ふたつのまじわり

#28





 柏木の指がエリの胸のふくらみに、そっと、触れた。

 確かめるように。傷つけぬように。

 モチモチとしたやわらかな素肌にその硬い指が置かれ、ゆっくりと包み込む。


「あぁ…」


 ため息のような声が、エリの唇から漏れる。

 指の股で先端の突起を挟まれ、くりくりと刺激される。

 敏感になったそこは硬くすぼまって、その刺激を存分に味わう。

 大きな手のひらが、やや小ぶりなエリのふくらみを覆い、それをゆっくりとねてゆく。


 裸の柏木が同じく衣服をまとわないエリの上にのしかかる。太ももに彼のものが触れ、それが熱くたぎっていることを教える。内腿の柔肌を這う、柏木の熱く硬い幹。先端からその蜜がしたたるのを感じる。それだけでエリの身体はさらに熱を増す。
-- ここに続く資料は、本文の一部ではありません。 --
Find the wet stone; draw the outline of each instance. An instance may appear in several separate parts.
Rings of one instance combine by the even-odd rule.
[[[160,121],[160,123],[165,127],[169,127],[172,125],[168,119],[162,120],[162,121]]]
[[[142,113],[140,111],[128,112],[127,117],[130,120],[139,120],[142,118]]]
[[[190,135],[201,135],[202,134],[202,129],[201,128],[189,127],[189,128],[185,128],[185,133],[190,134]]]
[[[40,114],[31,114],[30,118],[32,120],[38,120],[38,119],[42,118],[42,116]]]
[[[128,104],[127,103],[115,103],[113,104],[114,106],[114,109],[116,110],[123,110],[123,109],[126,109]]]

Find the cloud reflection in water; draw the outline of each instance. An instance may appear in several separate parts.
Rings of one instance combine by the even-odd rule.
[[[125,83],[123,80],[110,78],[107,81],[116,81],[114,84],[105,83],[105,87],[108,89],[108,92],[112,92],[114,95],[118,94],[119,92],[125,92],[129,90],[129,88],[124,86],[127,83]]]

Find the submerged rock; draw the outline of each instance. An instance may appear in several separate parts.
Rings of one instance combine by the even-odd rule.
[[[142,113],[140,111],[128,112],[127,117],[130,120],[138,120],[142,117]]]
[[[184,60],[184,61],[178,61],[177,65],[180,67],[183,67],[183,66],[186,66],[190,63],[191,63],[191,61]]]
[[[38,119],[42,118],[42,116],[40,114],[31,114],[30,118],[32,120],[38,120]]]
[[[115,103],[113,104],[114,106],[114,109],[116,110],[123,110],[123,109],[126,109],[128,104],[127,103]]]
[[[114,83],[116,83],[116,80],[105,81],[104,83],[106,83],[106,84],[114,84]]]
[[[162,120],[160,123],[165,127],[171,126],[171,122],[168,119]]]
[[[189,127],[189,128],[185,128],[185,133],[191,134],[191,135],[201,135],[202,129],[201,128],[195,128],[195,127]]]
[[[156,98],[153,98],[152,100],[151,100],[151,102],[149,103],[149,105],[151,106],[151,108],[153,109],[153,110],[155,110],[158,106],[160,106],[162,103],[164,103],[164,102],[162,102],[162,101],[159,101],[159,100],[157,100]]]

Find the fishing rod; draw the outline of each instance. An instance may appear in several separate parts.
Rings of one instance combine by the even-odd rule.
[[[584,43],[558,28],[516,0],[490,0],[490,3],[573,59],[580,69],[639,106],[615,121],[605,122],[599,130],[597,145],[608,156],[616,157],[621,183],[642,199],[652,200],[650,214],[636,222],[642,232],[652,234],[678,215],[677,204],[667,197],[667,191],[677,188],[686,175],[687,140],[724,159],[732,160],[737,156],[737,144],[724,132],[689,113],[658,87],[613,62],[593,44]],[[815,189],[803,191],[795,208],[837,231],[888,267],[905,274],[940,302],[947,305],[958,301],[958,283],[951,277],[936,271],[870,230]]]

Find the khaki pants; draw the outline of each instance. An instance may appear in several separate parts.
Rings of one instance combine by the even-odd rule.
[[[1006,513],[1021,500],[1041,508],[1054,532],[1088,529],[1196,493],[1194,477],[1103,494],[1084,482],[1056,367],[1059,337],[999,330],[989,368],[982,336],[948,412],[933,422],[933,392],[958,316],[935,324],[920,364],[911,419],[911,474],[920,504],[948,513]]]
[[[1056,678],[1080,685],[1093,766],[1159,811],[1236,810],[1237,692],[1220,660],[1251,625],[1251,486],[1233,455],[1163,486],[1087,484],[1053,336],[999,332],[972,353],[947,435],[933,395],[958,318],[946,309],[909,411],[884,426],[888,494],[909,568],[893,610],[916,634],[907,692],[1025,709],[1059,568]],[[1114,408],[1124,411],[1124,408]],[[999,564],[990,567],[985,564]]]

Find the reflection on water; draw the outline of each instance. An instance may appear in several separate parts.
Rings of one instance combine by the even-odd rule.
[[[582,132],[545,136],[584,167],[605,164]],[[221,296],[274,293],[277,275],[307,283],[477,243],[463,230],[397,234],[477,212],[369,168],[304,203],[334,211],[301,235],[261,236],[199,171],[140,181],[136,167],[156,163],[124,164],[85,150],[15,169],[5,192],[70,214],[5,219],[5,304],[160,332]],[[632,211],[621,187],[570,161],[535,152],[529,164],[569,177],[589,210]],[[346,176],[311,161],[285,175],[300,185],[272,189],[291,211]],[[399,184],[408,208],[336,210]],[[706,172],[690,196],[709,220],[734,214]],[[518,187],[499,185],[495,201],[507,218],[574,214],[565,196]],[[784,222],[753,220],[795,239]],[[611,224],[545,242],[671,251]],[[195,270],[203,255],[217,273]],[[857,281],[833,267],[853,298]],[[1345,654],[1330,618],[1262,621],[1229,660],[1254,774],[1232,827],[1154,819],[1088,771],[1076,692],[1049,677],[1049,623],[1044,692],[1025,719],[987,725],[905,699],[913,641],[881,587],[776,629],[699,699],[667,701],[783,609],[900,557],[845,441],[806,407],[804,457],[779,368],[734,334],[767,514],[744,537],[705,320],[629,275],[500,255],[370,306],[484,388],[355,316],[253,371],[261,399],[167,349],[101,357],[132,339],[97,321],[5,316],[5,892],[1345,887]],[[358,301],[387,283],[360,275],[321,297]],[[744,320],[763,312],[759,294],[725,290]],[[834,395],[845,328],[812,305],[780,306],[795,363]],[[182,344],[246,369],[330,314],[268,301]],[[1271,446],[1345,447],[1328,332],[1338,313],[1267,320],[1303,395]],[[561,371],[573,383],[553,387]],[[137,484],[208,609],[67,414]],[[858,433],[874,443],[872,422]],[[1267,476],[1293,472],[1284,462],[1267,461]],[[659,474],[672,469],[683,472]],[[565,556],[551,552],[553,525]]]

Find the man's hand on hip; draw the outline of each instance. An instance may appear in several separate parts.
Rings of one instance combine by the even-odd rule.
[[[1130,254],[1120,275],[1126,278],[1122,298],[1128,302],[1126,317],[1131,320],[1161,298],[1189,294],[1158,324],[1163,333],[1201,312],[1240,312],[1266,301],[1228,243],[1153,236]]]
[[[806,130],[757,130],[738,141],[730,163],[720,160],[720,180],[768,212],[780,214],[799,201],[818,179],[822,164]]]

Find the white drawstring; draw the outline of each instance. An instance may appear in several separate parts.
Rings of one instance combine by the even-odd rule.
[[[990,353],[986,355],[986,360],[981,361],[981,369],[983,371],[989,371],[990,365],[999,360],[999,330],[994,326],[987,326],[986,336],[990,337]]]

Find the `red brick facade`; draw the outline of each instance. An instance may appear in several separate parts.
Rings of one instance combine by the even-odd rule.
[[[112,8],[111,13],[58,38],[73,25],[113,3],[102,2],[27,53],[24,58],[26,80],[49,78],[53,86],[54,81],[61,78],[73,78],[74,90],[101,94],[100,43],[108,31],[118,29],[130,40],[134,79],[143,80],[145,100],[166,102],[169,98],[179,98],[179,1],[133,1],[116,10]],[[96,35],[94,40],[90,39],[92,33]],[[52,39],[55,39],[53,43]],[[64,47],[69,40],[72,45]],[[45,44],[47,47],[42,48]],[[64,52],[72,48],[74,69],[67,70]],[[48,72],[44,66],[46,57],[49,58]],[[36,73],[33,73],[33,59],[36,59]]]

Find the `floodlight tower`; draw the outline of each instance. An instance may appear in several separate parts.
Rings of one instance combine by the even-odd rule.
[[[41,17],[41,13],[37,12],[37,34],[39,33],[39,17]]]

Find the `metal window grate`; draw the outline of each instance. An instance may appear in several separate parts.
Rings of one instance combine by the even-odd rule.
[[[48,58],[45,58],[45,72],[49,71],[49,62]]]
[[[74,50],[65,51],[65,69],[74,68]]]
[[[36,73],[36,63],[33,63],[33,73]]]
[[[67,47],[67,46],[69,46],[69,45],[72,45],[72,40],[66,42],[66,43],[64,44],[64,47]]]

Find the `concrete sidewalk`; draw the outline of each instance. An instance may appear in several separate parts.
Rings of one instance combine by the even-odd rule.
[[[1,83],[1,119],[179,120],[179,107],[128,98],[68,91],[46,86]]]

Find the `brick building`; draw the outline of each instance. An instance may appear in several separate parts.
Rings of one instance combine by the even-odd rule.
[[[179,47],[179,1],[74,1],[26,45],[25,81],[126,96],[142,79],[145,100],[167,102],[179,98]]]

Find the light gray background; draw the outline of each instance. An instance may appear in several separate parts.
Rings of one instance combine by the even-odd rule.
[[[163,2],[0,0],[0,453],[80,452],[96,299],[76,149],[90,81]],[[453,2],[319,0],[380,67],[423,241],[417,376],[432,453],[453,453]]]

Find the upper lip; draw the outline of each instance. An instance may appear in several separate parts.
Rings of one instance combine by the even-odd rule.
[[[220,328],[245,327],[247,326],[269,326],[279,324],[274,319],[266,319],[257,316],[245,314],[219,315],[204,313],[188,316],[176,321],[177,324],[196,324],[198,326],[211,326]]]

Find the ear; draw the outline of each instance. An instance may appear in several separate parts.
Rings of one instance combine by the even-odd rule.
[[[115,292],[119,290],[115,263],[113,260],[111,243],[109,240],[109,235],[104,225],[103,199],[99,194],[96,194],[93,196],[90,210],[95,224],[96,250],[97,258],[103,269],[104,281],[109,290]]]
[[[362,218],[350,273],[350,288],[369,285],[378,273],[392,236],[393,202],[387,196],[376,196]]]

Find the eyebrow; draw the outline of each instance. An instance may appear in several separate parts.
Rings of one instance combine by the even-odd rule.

 エリの髪をかき分け、その耳に唇を這わす。耳たぶを甘噛みし、舌がエリの耳に侵入する。その熱い吐息。押し付けられる胸板と、微かにクセのある体臭。身体に電流が走り、


「あぁぁっ……」


 あえぎ声混じりの吐息を抑えることができないエリ。

 柏木の肌。その息。その熱。エリは全て取り込もうと、彼の太ももに自分の脚を絡める。


 柏木に触れていたかった。

 彼をつなぎとめておきたかった。


 ほんの15分前、部屋に入った時、照明をつけぬままエリを抱きしめたのは柏木の方だった。しばらくの抱擁の後、彼は窓のカーテンをすべて締め切った。


「何も見えないわ」


 そういうエリに柏木はその手をとり、慣れた部屋を歩くようにベッドへ彼女を導いた。


「今日はこのまま、この暗闇のなかで……」

 柏木はエリの衣服を脱がせながら、穏やかな声でそう言った。

 真夜中近い時間。視界を全く奪われた世界。そんな中でエリは彼を受け入れていた。目を開けても見えるのはかすかな彼の身体の輪郭だけ。目を閉じても視界はさほど変わらない。


 すべての衣服を脱がされ、柏木もシャツを乱雑にはいだ。

 ふたりはベッドに倒れ込むと、肌と肌を合わせた。それだけで身体が反応し、吸い付くように互いの素肌が交わった。

 目を閉じて、自分の肌の感覚を解き放って、エリは彼を感じていた。

 二度と訪れないと思っていた機会を奇跡にしないために。